Политический психолог, системный терапевт Кирилл Светицкий — о цивилизационных различиях между Россией и Европой.
Когда полтора года назад зоопарк Копенгагена пригласил детишек на казнь и вскрытие тела жирафа Мариуса, по России прокатилось невиданное цунами возмущения.
А сегодня, когда в зоопарке датского городка Оденсе на глазах у школьников проводили вскрытие льва, отклик нашей публики оказался много спокойнее: негодование сдержанно бурлило, но былого ажиотажа и близко не было. И это радует! Сейчас объясню.
Ещё недавно большинство граждан нашей страны на вопрос, европейцы ли они, ответили бы, как в школе учили: «Да, конечно, мы — европейцы!» Даже на Чукотке так отвечали, хотя где Европа — и где Чукотка…
Сегодня ответ далеко не всегда будет однозначным. Не только из-за опытов на несчастных животных, конечно, хотя истории эти тоже вносят свою лепту в восстановление нашей травмированной самоидентичности.
Ведь для человека нашей цивилизации выглядит странной утилизация живого: человека, жирафа, льва, пусть даже ёжика.
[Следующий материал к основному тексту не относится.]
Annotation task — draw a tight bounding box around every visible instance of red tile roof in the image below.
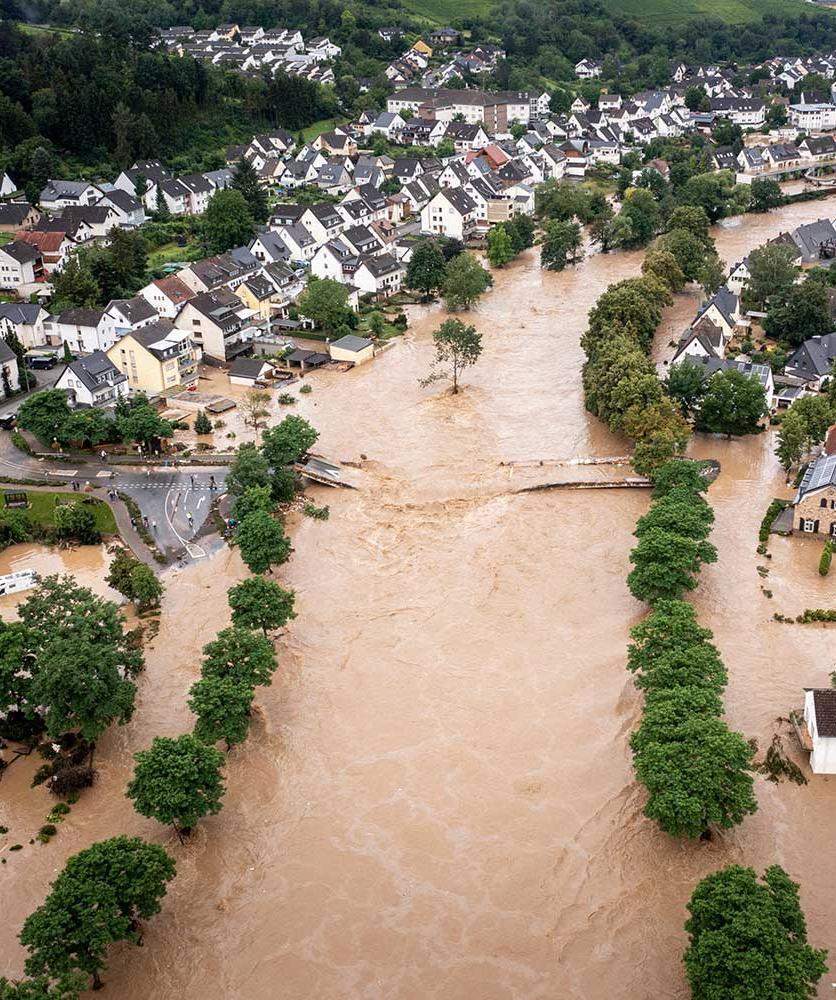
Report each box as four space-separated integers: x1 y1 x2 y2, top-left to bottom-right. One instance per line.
15 230 67 252
153 275 194 304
Для психики же современного европейца утилизация живого — это нормальное технологическое решение.
Как в Дахау технологично решали вопрос с лишними человеческими жизнями, так же в Дании сегодня решают вопрос с жизнями излишне расплодившихся животных в зоопарке.
Как в Европе 40-х годов прошлого века перед утилизацией людей у них конвейерным способом вынимали золотые коронки, чтобы ценности не пропали, так и в зоопарках Дании из расчленения утилизированных животных извлекают прибыль, продавая детям билеты в этот «анатомический театр».
Выгодно «утилизировать человеческий материал» в рамках русской цивилизации никогда в сознании не укреплялось, несмотря на то что в непростой истории нашей страны повстречаться со смертью можно на каждой странице. Была ненависть, была жажда мести, было много сильных чувств, но зато это были чувства, а не равнодушная служба технологиям.
Картина с животными у нас тоже совсем иная. Принято у наших крестьян в деревнях на дворе свинью резать, а среди мусульман — публично барана на Курбан-байрам жертвовать. Но происходит это не ради некрофильской утилизации жизни с попутным удовлетворением любопытства за деньги.
У нас животные если публично и погибают, то без специально направленного детского внимания. И ради продолжения жизни человека в её буквальном или сакральном, символическом смысле. К другому наша психика не готова, включая детскую. Потому так дико выглядят для нас технологические процессы в датских зоопарках.
Только малообразованный технологичный человек может полагать, будто мотивы действий человека не важны, и что сравнивать можно одни лишь результаты. На самом деле мотивы гораздо важнее, и именно принятые в обществе мотивы поступков отличают друг от друга страны и цивилизации, находящиеся на разных ступенях развития. А вовсе не количество айфонов на душу населения.
Когда-то технологичные ужасы Дахау стали возможными потому, что часть Европы растоптала христианскую часть своего сознания. Пока христианство удерживало узду на варварстве, эта цивилизация дарила миру хоралы Баха и фрески Микеланджело. В последний век европейское сознание сбрасывает с себя такую культурную связь и проявляет всё большую склонность к технологической некрофилии.
Конечно, в психике далеко не каждого европейца можно сегодня увидеть признаки деградации. В Европе ещё много людей, которые пытаются сохранить ценностные ориентиры жизни и развивать их.
Однако если говорить о динамике процессов внутри европейской цивилизации в целом, то очевидна также и её неспособность вернуться к своему варварскому «детству».
Варварство соседней с нами цивилизации было ярким, живым и естественным этапом её развития, отжившим своё и умершим в далёком прошлом.
И потому в европейском сознании происходит сегодня, как видно это и на примерах с публично расчленяемыми животными, всего лишь красиво обставленное возвращение к трупу.